Opinion
No. 108.
Submitted under sec. (Rule) 251.54 May 8, 1974. —
Decided June 4, 1974.
APPEAL from an order of the circuit court for Milwaukee county: JOHN A. DECKER, Circuit Judge. Appeal dismissed.
The cause was submitted for the appellant on the brief of Arnold, Murray O'Neill, attorneys, and James P. O'Neill of counsel, all of Milwaukee, and for the respondent on the brief of Cook Franke, S.C., attorneys, and Francis R. Croak and Robert L. Elliott of counsel, all of Milwaukee.
This appeal involves an order entered by the trial court requiring the defendant-appellant, Farmers Insurance Exchange, to proceed with arbitration according to the terms of its policy with the plaintiff-respondent, Morey Worthington, Jr., all occasioned by an automobile accident that occurred January 31, 1970, in Winnebago county, Wisconsin.
The plaintiff-respondent was involved in the automobile accident. Although his car was insured by the defendant-appellant, the other vehicle was not insured. The passengers in his car commenced a suit against him, Farmers Insurance Exchange (his insurer), and the uninsured driver. The uninsured motorist cross-complained for his personal damages and for contribution. The plaintiff-respondent cross-complained against the uninsured motorist for contribution only. A verdict was entered on May 5, 1972, finding the plaintiff 60 percent causally negligent and the uninsured motorist 40 percent negligent. Prior to trial the plaintiff had requested that Farmers agree to or arbitrate his claim for personal injuries under the uninsured motorist provisions of his policy. The company declined to make a decision until after the conclusion of the suit by the passengers. When the company thereafter refused to arbitrate and disclaimed liability on the basis of the outcome of the lawsuit, the plaintiff obtained a court order requiring the company to proceed with arbitration according to the terms of the policy with the plaintiff-respondent. The defendant appeals.

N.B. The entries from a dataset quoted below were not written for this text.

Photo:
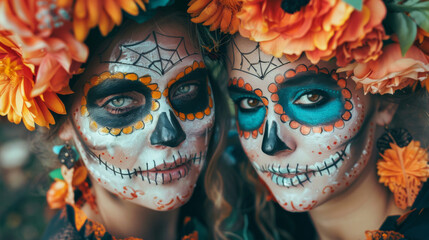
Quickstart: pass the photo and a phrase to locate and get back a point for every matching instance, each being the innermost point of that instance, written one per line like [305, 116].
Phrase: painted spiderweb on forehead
[254, 62]
[152, 53]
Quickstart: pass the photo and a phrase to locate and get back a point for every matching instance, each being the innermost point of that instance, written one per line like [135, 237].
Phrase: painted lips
[296, 176]
[168, 172]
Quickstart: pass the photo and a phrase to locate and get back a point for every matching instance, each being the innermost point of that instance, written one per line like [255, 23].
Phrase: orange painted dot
[305, 130]
[334, 75]
[301, 68]
[275, 97]
[284, 118]
[347, 115]
[255, 133]
[317, 129]
[348, 105]
[127, 130]
[180, 75]
[324, 70]
[131, 76]
[182, 116]
[279, 79]
[346, 93]
[248, 87]
[272, 88]
[195, 65]
[328, 128]
[294, 124]
[240, 82]
[313, 68]
[190, 116]
[339, 124]
[278, 109]
[188, 70]
[341, 83]
[152, 87]
[246, 134]
[199, 115]
[207, 111]
[265, 101]
[290, 73]
[156, 94]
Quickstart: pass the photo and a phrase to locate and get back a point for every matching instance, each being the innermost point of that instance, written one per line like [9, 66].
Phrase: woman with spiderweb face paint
[141, 119]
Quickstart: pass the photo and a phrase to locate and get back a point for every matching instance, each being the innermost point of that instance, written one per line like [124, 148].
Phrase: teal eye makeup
[312, 99]
[250, 109]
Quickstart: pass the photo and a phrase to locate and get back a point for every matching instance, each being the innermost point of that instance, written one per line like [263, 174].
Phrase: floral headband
[41, 48]
[382, 45]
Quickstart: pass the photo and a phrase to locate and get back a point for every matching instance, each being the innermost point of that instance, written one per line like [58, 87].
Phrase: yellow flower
[216, 14]
[16, 84]
[403, 170]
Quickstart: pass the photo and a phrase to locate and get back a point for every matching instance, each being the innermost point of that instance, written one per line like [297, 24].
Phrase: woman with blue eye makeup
[331, 115]
[140, 121]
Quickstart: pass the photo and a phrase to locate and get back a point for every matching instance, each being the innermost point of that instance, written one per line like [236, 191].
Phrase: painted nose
[168, 132]
[271, 143]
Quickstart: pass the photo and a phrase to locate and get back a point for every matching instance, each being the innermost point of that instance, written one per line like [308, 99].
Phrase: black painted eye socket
[190, 94]
[118, 103]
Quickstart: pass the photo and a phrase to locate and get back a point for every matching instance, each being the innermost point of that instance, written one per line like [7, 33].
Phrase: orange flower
[42, 30]
[317, 29]
[391, 71]
[216, 14]
[104, 13]
[403, 170]
[16, 82]
[56, 194]
[362, 50]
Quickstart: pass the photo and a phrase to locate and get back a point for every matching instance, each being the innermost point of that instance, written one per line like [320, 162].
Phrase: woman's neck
[363, 206]
[124, 219]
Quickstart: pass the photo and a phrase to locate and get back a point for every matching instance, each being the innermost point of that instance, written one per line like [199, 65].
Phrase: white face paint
[144, 115]
[304, 127]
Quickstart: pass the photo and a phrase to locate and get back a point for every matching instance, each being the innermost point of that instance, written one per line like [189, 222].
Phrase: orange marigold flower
[216, 14]
[391, 71]
[42, 30]
[317, 29]
[403, 170]
[16, 83]
[56, 195]
[363, 50]
[106, 14]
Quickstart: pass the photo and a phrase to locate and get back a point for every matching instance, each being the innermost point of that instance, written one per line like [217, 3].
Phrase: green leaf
[357, 4]
[421, 18]
[405, 28]
[56, 174]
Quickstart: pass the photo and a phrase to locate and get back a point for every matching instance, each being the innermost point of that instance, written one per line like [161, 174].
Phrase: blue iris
[251, 118]
[312, 104]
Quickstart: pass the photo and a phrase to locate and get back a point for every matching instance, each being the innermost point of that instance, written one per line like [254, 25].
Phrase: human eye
[122, 103]
[249, 103]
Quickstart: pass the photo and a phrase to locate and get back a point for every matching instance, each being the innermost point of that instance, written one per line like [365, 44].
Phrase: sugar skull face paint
[304, 127]
[144, 115]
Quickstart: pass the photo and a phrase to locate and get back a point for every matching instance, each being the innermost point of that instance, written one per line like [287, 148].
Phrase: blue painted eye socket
[312, 105]
[250, 110]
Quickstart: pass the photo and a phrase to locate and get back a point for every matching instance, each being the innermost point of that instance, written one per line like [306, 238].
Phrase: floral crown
[42, 47]
[382, 45]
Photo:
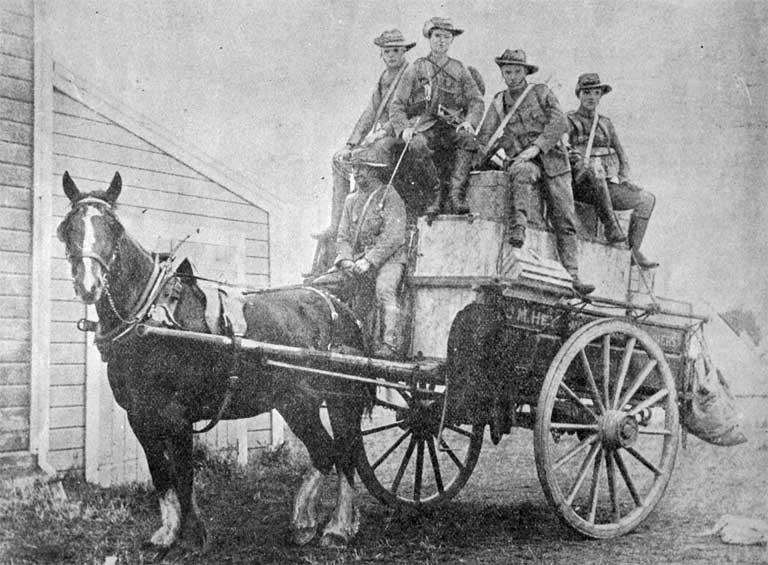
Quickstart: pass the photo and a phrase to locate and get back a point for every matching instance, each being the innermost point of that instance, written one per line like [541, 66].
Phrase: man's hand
[346, 153]
[528, 154]
[466, 126]
[361, 266]
[375, 135]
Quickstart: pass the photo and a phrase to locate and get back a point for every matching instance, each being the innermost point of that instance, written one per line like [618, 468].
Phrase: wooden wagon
[494, 339]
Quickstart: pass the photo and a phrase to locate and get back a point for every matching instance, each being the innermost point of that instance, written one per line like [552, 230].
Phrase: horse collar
[160, 274]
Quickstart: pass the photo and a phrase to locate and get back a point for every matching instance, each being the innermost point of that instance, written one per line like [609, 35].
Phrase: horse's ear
[185, 268]
[114, 188]
[70, 189]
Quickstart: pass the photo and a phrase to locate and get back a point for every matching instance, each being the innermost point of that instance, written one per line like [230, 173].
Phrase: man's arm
[620, 153]
[471, 93]
[343, 241]
[557, 123]
[392, 236]
[490, 123]
[365, 121]
[398, 117]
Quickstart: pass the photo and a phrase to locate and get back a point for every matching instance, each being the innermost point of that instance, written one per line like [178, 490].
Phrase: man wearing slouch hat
[436, 108]
[373, 126]
[522, 134]
[602, 178]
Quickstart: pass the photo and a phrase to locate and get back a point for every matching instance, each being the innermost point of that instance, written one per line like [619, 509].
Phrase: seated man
[436, 108]
[601, 178]
[373, 124]
[371, 242]
[522, 133]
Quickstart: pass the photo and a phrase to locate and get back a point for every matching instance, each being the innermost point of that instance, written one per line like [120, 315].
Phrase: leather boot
[567, 249]
[436, 208]
[580, 286]
[604, 209]
[390, 316]
[461, 165]
[518, 214]
[339, 195]
[637, 227]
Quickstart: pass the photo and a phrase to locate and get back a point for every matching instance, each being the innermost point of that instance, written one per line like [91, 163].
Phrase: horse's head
[91, 233]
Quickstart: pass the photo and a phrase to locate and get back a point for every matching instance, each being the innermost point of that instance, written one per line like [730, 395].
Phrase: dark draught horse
[166, 385]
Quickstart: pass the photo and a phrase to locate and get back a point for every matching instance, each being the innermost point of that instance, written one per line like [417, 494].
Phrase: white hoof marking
[170, 513]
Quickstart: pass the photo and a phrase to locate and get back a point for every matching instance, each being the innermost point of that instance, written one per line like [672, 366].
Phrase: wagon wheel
[607, 428]
[401, 462]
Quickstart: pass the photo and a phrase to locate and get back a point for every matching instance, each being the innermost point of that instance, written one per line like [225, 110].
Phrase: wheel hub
[618, 429]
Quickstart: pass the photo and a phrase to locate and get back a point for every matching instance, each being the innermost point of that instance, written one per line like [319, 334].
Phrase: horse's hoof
[302, 536]
[333, 541]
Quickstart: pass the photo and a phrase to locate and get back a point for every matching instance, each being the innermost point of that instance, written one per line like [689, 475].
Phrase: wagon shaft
[390, 374]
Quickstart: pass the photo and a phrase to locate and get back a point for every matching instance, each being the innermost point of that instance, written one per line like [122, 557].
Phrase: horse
[165, 385]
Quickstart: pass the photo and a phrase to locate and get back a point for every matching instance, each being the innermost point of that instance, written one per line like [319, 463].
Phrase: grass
[500, 517]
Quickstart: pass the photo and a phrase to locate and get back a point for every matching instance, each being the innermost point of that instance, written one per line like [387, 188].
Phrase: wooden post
[40, 310]
[94, 375]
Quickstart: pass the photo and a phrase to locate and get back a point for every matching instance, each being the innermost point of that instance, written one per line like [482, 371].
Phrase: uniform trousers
[526, 176]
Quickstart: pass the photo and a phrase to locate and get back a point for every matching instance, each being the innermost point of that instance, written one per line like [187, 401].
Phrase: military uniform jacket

The issue that is dispositive of this appeal is whether the order directing arbitration in this case is appealable.
It is always the duty of this court in considering any appeal to resolve, even sua sponte, the initial question of whether the order involved on the appeal is, in fact, appealable, because, of course, this goes to the very jurisdiction of the court to hear the appeal.
In re Interest of F. R. W. (a minor) (1973), 61 Wis.2d 193, 212 N.W.2d 130; Gallagher v. Schernecker (1973), 60 Wis.2d 143, 208 N.W.2d 437; Teamsters Union Local 695 v. Waukesha County (1973), 57 Wis.2d 62, 203 N.W.2d 707; Estate of Hillery (1970), 46 Wis.2d 689, 696, 176 N.W.2d 376.
Under the terms of sec. 298.15, Stats., an order to proceed with arbitration is not appealable. That section provides as follows:
"298.15 Appeal from order or judgment. An appeal may be taken from an order confirming, modifying, correcting or vacating an award, or from a judgment entered upon an award, as from an order or judgment in an action."
In a recent case we held
". . . Under the construction given the statute, such issues [any and all objections to referral and award] may be raised by either party, following the resort to arbitration, but not before." By the Court. — Appeal dismissed.
Teamsters Union Local 695 v. Waukesha County, supra, footnote 1, at page 70.